Los suicidas más famosos de la literatura

Uno. La literatura, ejercicio para sedentarios, sólo se justifica por su capacidad -equiparable a la del deporte- para eliminar a quienes la practican. Escribir atenta contra la integridad física. Homero, Milton, James Joyce, Aldous Huxley y Borges tenían serios problemas de la vista; Luis de Camoens y Gabrielle d´Anunzio terminaron tuertos. Cervantes quedó manco y Valle Inclán perdió un brazo en un debate lírico a bastonazos. Elegir la literatura como oficio es prueba irrecusable de locura; peor es intentar curarla. Torcuato Tasso, Jonathan Swift, Ezra Pound, Antonin Artaud, William Burroughs, Andrés Caicedo terminan sus existencias tratando de no ser internados en manicomios o fugándose de ellos. La letra es dañina para la salud.

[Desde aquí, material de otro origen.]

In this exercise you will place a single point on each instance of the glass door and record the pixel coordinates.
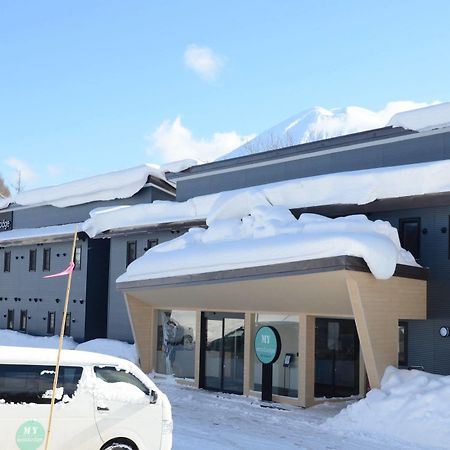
(337, 358)
(222, 355)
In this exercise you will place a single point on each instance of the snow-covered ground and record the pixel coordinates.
(217, 421)
(410, 411)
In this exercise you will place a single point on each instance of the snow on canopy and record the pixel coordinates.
(320, 123)
(109, 186)
(356, 187)
(410, 404)
(272, 235)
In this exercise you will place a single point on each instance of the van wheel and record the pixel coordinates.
(119, 444)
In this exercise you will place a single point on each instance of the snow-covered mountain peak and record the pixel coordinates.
(319, 123)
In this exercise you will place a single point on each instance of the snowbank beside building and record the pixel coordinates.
(411, 405)
(272, 235)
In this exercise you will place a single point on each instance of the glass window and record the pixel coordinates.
(51, 322)
(77, 258)
(131, 252)
(285, 369)
(23, 320)
(176, 342)
(34, 383)
(409, 234)
(7, 261)
(46, 260)
(151, 243)
(32, 261)
(403, 344)
(115, 375)
(68, 323)
(10, 320)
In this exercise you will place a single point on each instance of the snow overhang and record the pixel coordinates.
(316, 287)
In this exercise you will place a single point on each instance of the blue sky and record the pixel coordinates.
(92, 86)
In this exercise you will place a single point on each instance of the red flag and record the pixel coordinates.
(64, 272)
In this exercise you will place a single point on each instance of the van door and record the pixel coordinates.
(26, 391)
(125, 406)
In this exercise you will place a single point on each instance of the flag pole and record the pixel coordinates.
(61, 339)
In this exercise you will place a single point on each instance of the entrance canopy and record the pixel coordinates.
(327, 287)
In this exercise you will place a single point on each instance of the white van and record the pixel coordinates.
(103, 403)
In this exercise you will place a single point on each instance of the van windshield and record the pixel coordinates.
(111, 374)
(34, 383)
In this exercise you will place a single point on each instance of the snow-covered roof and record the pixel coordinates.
(423, 119)
(41, 234)
(272, 235)
(109, 186)
(356, 187)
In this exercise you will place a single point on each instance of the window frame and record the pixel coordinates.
(401, 233)
(7, 261)
(25, 385)
(404, 361)
(68, 324)
(77, 257)
(51, 322)
(130, 257)
(10, 319)
(23, 321)
(46, 261)
(32, 261)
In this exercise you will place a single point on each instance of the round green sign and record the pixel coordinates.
(30, 435)
(267, 345)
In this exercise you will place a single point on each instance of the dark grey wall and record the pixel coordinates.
(414, 150)
(425, 346)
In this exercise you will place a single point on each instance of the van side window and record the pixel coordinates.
(114, 375)
(21, 383)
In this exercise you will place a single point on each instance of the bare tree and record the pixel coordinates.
(4, 191)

Dos. Igualmente nociva es toda actividad preparatoria de la escritura. Herman Melville se alista a los 19 años como marino, y deserta de los rigores de la vida naval para vagabundear entre caníbales en el Pacífico. Hemingway se enrola a los 18 años en la segunda guerra mundial y colecciona un centenar de esquirlas de obús en el cuerpo. Casi a esa edad se alista Alain Fournier y es acribillado en alguna trinchera. Andrés Caicedo se moviliza en el ejército de la rumba y se suicida a los 25 años tras recibir el primer ejemplar de su novela ¡Que viva la música! Sarrazine y Jean Genet investigan vivencialmente malandraje y transexualidad y pagan largas condenas. Saint Exupery sale a buscar al Principito pilotando un P-38 Lightning y es derribado. La tinta es insalubre.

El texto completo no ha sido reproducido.